MIAMI, United States. – For decades, musicians from Cuba and New Orleans They have shared a special connection, based on their African roots and a shared passion for music. Recently, a group of young musicians from New Orleans traveled to Cuba to participate in a cultural exchange with Cuban musicians, organized by the organization Horns to Havana.
According to told NPR New Orleans trumpeter and bandleader Troy “Trombone Shorty” Andrews, musicians from both places share an affinity for rhythms stemming from African roots. “It’s like being at home musically,” he noted.
For her part, Lilian Lombera Herrera, cultural producer of Horns to Havana, assured that the ties between the musicians from Cuba and New Orleans go back to their shared African roots.
“All of that is part of our very ancestors,” he said. “Some of the Latin nuances to the flavor of the second lines and the music come from the Caribbean. There was a large migration from Haiti that went through Cuba and continued to New Orleans,” he added.

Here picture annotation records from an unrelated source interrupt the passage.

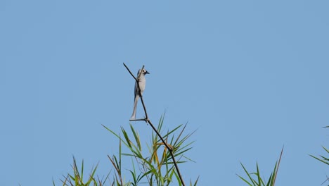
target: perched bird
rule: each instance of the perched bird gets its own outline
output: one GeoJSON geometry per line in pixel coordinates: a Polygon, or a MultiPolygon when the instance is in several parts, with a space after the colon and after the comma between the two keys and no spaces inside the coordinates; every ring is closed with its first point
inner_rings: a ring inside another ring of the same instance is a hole
{"type": "MultiPolygon", "coordinates": [[[[146,74],[149,74],[149,73],[145,69],[143,69],[141,72],[141,69],[139,69],[138,73],[137,73],[137,78],[139,76],[138,84],[139,84],[139,87],[141,88],[141,94],[143,94],[143,92],[144,92],[145,85],[146,84],[146,80],[145,79],[145,75],[146,74]],[[140,73],[141,75],[139,75],[140,73]]],[[[140,95],[139,95],[139,91],[138,91],[138,86],[137,85],[137,82],[135,82],[135,100],[134,102],[133,113],[131,115],[131,117],[130,118],[131,120],[134,120],[136,118],[136,109],[137,108],[137,102],[138,101],[139,97],[140,97],[140,95]]]]}

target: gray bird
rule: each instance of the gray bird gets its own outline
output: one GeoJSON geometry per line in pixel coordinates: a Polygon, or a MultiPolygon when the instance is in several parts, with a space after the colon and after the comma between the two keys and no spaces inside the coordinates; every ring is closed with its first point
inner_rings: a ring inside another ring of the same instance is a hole
{"type": "MultiPolygon", "coordinates": [[[[138,70],[138,73],[137,73],[137,78],[140,73],[141,73],[141,69],[138,70]]],[[[145,85],[146,84],[146,80],[145,79],[145,75],[146,74],[149,74],[149,73],[146,70],[143,69],[141,76],[139,76],[138,84],[139,84],[139,87],[141,88],[141,94],[143,94],[143,92],[144,92],[145,85]]],[[[140,95],[139,95],[139,91],[138,91],[138,86],[137,85],[137,82],[135,82],[135,101],[134,102],[134,111],[133,111],[131,117],[130,118],[131,120],[134,120],[136,118],[136,109],[137,108],[137,102],[138,101],[139,97],[140,97],[140,95]]]]}

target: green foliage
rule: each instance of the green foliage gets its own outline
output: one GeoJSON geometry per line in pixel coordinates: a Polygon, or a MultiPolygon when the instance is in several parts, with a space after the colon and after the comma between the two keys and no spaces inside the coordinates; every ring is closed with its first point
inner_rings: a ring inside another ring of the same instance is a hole
{"type": "MultiPolygon", "coordinates": [[[[328,127],[327,127],[328,128],[328,127]]],[[[323,148],[323,149],[325,151],[325,152],[327,152],[327,154],[329,154],[329,150],[328,149],[326,149],[325,147],[322,147],[322,148],[323,148]]],[[[316,157],[313,155],[309,155],[310,156],[314,158],[316,160],[318,160],[320,161],[321,162],[325,163],[325,164],[327,164],[327,165],[329,165],[329,159],[328,158],[326,158],[325,156],[320,156],[321,158],[318,158],[318,157],[316,157]]],[[[327,179],[322,183],[323,184],[324,182],[327,182],[329,180],[329,178],[327,177],[327,179]]],[[[321,185],[322,185],[321,184],[321,185]]]]}
{"type": "Polygon", "coordinates": [[[278,174],[278,168],[280,166],[280,162],[281,161],[283,152],[283,148],[282,148],[281,154],[280,154],[278,162],[276,161],[273,170],[271,173],[267,182],[265,182],[265,180],[263,180],[263,179],[262,179],[261,173],[259,172],[259,168],[258,168],[258,163],[256,163],[257,172],[249,173],[245,168],[245,167],[243,166],[243,164],[240,163],[243,170],[245,170],[245,173],[247,174],[247,178],[244,178],[239,175],[237,175],[241,180],[243,180],[245,183],[247,183],[247,185],[250,185],[250,186],[274,186],[276,183],[276,175],[278,174]]]}
{"type": "MultiPolygon", "coordinates": [[[[188,142],[191,134],[184,135],[183,132],[186,125],[180,125],[174,129],[163,132],[164,118],[161,117],[157,125],[157,131],[162,134],[163,139],[172,149],[173,154],[177,164],[184,163],[191,161],[184,154],[192,147],[193,142],[188,142]],[[162,134],[163,133],[163,134],[162,134]]],[[[130,186],[145,185],[182,185],[182,182],[177,174],[174,166],[172,158],[169,149],[167,149],[159,137],[155,133],[152,134],[151,143],[147,144],[146,149],[147,153],[142,151],[143,149],[140,140],[138,131],[133,125],[130,125],[129,130],[131,135],[129,135],[129,131],[121,128],[121,133],[117,134],[113,130],[103,125],[112,135],[119,139],[119,154],[109,156],[108,157],[113,166],[114,171],[111,172],[104,178],[99,179],[95,175],[98,165],[93,168],[88,179],[84,182],[84,161],[82,161],[81,170],[77,167],[75,159],[73,159],[73,173],[65,176],[65,180],[61,180],[63,186],[72,185],[105,185],[105,182],[109,185],[130,186]],[[122,149],[127,150],[123,152],[122,149]],[[143,153],[142,153],[143,152],[143,153]],[[144,155],[143,154],[146,154],[144,155]],[[124,170],[128,171],[128,174],[122,175],[122,156],[131,157],[131,167],[124,168],[124,170]],[[130,178],[130,180],[125,181],[124,178],[130,178]]],[[[190,182],[190,185],[197,185],[198,178],[194,182],[190,182]]],[[[53,181],[53,185],[55,183],[53,181]]]]}
{"type": "MultiPolygon", "coordinates": [[[[79,169],[77,166],[77,161],[75,158],[73,157],[73,166],[72,166],[73,169],[73,175],[67,174],[65,178],[65,180],[61,180],[63,186],[102,186],[104,185],[105,181],[108,179],[108,176],[103,180],[98,177],[95,176],[95,173],[97,169],[98,165],[95,168],[91,168],[91,173],[89,174],[86,181],[84,181],[84,161],[82,161],[81,170],[79,171],[79,169]]],[[[55,185],[55,182],[53,180],[53,185],[55,185]]]]}

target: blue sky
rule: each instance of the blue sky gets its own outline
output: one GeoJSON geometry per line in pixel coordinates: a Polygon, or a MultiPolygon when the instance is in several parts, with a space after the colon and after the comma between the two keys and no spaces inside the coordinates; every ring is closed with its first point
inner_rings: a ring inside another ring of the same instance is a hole
{"type": "MultiPolygon", "coordinates": [[[[2,185],[51,185],[72,156],[112,169],[135,73],[157,123],[188,122],[199,185],[243,185],[241,161],[277,185],[320,185],[328,167],[328,1],[0,1],[2,185]]],[[[142,116],[141,107],[137,116],[142,116]]],[[[136,122],[145,143],[151,129],[136,122]]],[[[129,168],[129,163],[127,164],[129,168]]]]}

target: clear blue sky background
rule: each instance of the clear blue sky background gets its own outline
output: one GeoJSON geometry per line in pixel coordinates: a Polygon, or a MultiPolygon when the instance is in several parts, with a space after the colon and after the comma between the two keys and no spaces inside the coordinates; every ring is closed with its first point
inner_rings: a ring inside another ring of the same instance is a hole
{"type": "MultiPolygon", "coordinates": [[[[150,119],[188,122],[199,185],[243,185],[240,161],[277,185],[320,185],[328,166],[328,1],[0,1],[1,185],[51,185],[72,155],[98,174],[150,71],[150,119]]],[[[140,105],[139,105],[140,106],[140,105]]],[[[143,116],[141,107],[137,116],[143,116]]],[[[145,143],[151,129],[134,123],[145,143]]],[[[144,143],[144,144],[145,144],[144,143]]],[[[145,150],[147,149],[145,147],[145,150]]],[[[130,162],[127,163],[129,168],[130,162]]]]}

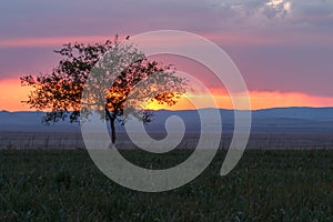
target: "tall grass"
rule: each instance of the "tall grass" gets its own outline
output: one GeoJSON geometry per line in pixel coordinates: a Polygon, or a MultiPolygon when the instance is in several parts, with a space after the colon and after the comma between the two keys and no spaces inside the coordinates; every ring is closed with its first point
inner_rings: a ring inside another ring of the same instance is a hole
{"type": "MultiPolygon", "coordinates": [[[[121,152],[153,168],[191,153],[121,152]]],[[[333,151],[245,151],[221,178],[224,154],[182,188],[142,193],[105,178],[83,150],[3,150],[0,221],[333,221],[333,151]]]]}

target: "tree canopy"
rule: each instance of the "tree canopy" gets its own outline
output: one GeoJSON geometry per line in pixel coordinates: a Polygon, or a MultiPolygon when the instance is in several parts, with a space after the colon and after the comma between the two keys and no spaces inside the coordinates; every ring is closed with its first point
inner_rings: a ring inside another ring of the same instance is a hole
{"type": "Polygon", "coordinates": [[[22,85],[32,87],[23,103],[46,110],[47,124],[78,121],[83,117],[82,105],[95,105],[103,110],[101,118],[110,121],[114,143],[114,122],[125,123],[125,108],[133,117],[150,122],[152,112],[144,109],[147,102],[173,105],[186,90],[186,80],[175,75],[174,67],[149,59],[133,44],[120,42],[118,36],[104,43],[68,43],[54,52],[62,59],[50,73],[20,78],[22,85]],[[89,97],[99,98],[82,101],[83,89],[93,92],[89,97]]]}

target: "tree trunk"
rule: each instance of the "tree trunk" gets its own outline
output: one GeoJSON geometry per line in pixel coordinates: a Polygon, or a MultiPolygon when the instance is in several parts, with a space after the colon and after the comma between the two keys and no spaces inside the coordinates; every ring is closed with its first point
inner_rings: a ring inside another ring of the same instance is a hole
{"type": "Polygon", "coordinates": [[[111,118],[111,119],[110,119],[111,141],[112,141],[113,144],[114,144],[114,142],[115,142],[115,125],[114,125],[114,121],[115,121],[114,118],[111,118]]]}
{"type": "Polygon", "coordinates": [[[111,127],[111,141],[114,144],[115,143],[115,115],[110,113],[110,111],[105,108],[105,113],[109,118],[110,121],[110,127],[111,127]]]}

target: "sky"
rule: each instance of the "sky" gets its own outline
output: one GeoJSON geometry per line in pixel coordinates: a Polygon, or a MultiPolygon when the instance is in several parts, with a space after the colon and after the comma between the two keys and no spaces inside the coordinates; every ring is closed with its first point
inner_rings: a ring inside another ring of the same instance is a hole
{"type": "MultiPolygon", "coordinates": [[[[29,110],[20,102],[29,89],[20,87],[19,77],[50,72],[59,61],[53,50],[63,43],[165,29],[222,48],[244,78],[252,109],[333,107],[331,0],[2,0],[0,110],[29,110]]],[[[196,70],[186,62],[179,67],[196,70]]],[[[232,109],[223,85],[199,70],[219,107],[232,109]]],[[[173,109],[189,108],[183,99],[173,109]]]]}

Popular Cuban musician Erik Alejandro Iglesias Rodríguez, Cimafunk, who has collaborated with New Orleans artists such as Tank and the Bangas, The Soul Rebels and Trombone Shorty, told NPR that music is the way artists can connect and overcome cultural and language barriers. “Music is a universal language,” he recalled.
For his part, John Rhodes, a drummer from New Orleans, was surprised in Havana at the ease with which the sounds of the two styles of music complemented each other. “It doesn’t matter where we come from, it doesn’t matter what language we speak, it doesn’t matter what our race is…music is a universal language,” he concluded.